Clients need to understand why the merger makes sense for them. What will the key benefits of using the new firm be, and how will these benefits be delivered without an increase in costs?
The market at large, both within target client sectors and through the profession itself, represents a very important audience.
Finally, the firm’s people represent both a key communications audience and an asset to be deployed to ensure that the firm’s strategic logic is widely understood.
The firm must seize the agenda, as any communications vacuum will be filled by conjecture, the grapevine, the unhelpful innuendo of competitors and the worst fears conjured up in the minds of each of these audiences.
Hitting the ground running
We’ve all heard about President Obama’s first 90 days, the three-month window in which most commentators expected him to be able to press forward with his most radical measures. In my experience, the good news is that the management team has more time than this to put its imprimatur on the new business. The bad news is that the window only extends to six months.This is the timeframe within which the high impact actions must take place.
Decisions made and implemented in the period immediately postmerger will be a catalyst for change.

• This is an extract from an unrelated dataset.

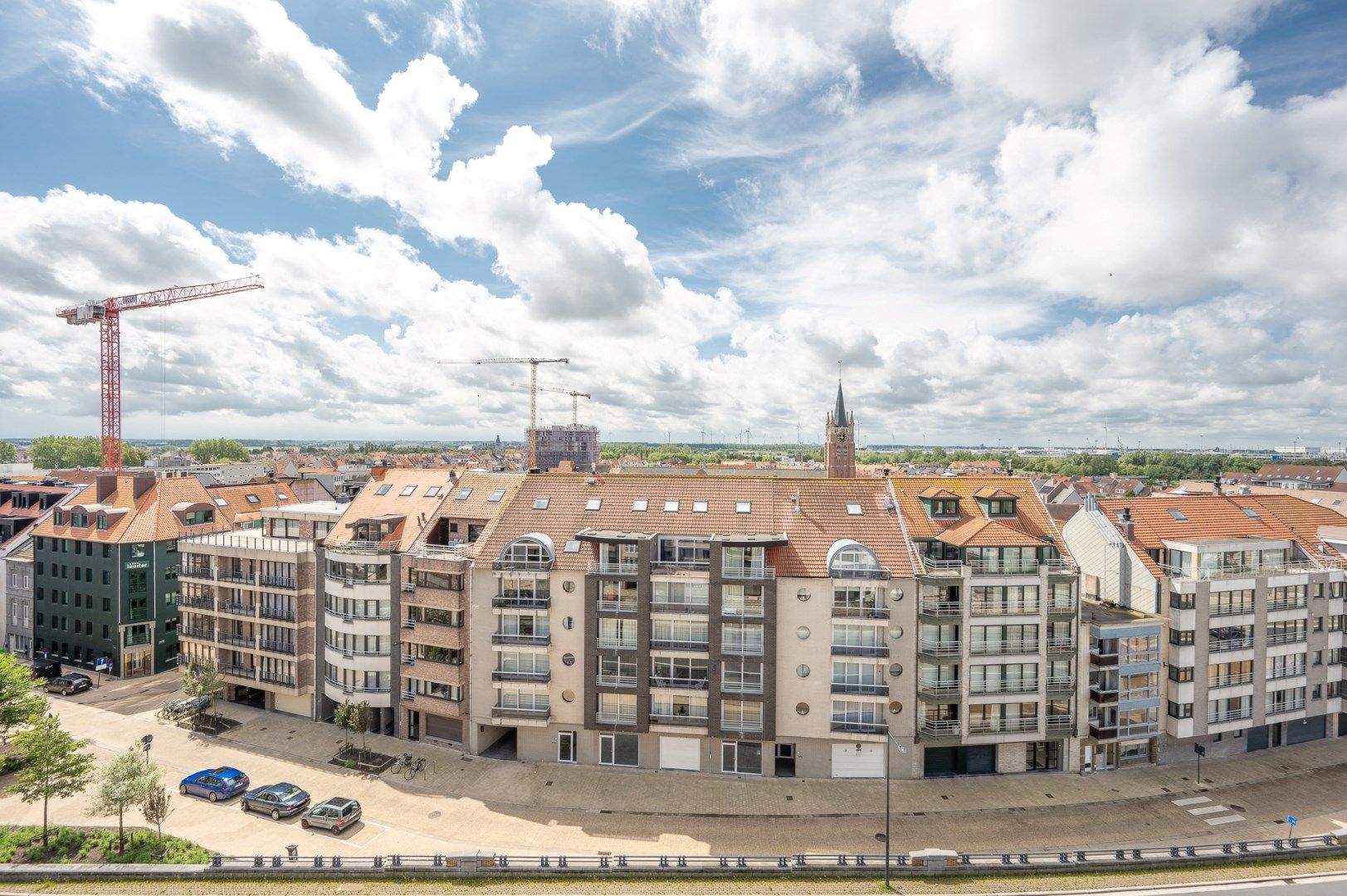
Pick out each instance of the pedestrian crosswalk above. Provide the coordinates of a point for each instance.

The six-month period provides an opportunity for changing culture, working practices, business models and client interactions. This is when those in the newly merged firm will be more receptive to change before ‘business as usual’ is perceived to have resumed.
What this means in practice is that ‘doing the deal’ should not mark a deep intake of breath and a signal to relax, but rather should be the starting gun for a period of intense activity to ensure the foundations are in place, and the materials available, to build the new firm from the point at which the new nameplate is fixed to the door.
It’s clear that making a merger happen requires both a strong strategic logic and a focused and determined implementation. Delivering on both fronts is challenging, but the reward for the firm is a stronger market position, improved client relationships, a stronger employer brand and greater commercial success.